For his music Adrian chose the theme from Sketch Club, which was taken from The Sleeping Princess and played by the Finlandia Orchestra.

22 Dec 2011

"Down Your Way" 2. Philip Tatham


As the Band of the Grenadier Guards playing Richard Knight's musical selection Sussex By The Sea fades away, Brian Johnston moves to Cowdray Park to interview the Polo Manager, Colonel Philip Tatham.

By coincidence, I completed my work on this upload on the day of the 35th anniversary of Colonel Tatham's death in December 1976. I emailed Robert Collingwood, the owner of the Tatham Family History website, who added a link to the interview. The site contains a lot of details about the colonel's interesting life and career, but sadly neither Robert nor I have a picture of  "Bolshie" Tatham so instead I inserted one of Brian Johnston into the video.

As mentioned yesterday, the recording level problem effecting the first interview had been sorted out so this segment, and the ones that follow, are quite audible.

Colonel Tatham's music choice was The Keel Row played by the Band of the Honourable Artillery Company.

21 Dec 2011

"Down Your Way" 1. Richard Knight


At some time in the mid-seventies Brian Johnston brought his radio programme Down Your Way to Midhurst. The format of the show, which had been running since 1946, was an interview with a local person followed by a piece of music chosen by them, repeated six times.
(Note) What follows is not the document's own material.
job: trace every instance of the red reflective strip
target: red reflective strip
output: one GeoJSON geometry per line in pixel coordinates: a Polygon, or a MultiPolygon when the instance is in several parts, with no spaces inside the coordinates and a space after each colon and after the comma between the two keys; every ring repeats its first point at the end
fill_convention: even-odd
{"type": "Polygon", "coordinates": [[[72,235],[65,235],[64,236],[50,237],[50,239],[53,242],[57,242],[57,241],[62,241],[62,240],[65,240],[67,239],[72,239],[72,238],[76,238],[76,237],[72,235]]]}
A set of mini Desert Island Discs for ordinary people.

This first interview was with Richard Knight who had lived all his life in Midhurst and had served as a page boy during the visit of King Edward VII in 1906.

As recounted in the book "Midhurst in Living Memory", Richard sadly died after the recording and before the programme was broadcast.

This recording of the broadcast was made on a reel-to-reel tape recorder (bought appropriately at one of G. Knight & Son's auctions) and the sound quality is quite poor due to the levels being set too high. This was luckily fixed during the first piece of music so the subsequent clips are much more audible. For this one a transcription has been made and I think it is accurate, but I still have some doubts about who or what is got in from the common (at 4:01) or exactly where the curfew is rung (4:14).

The exact date of the recording is not known but it must have been made in either 1974 or 1975.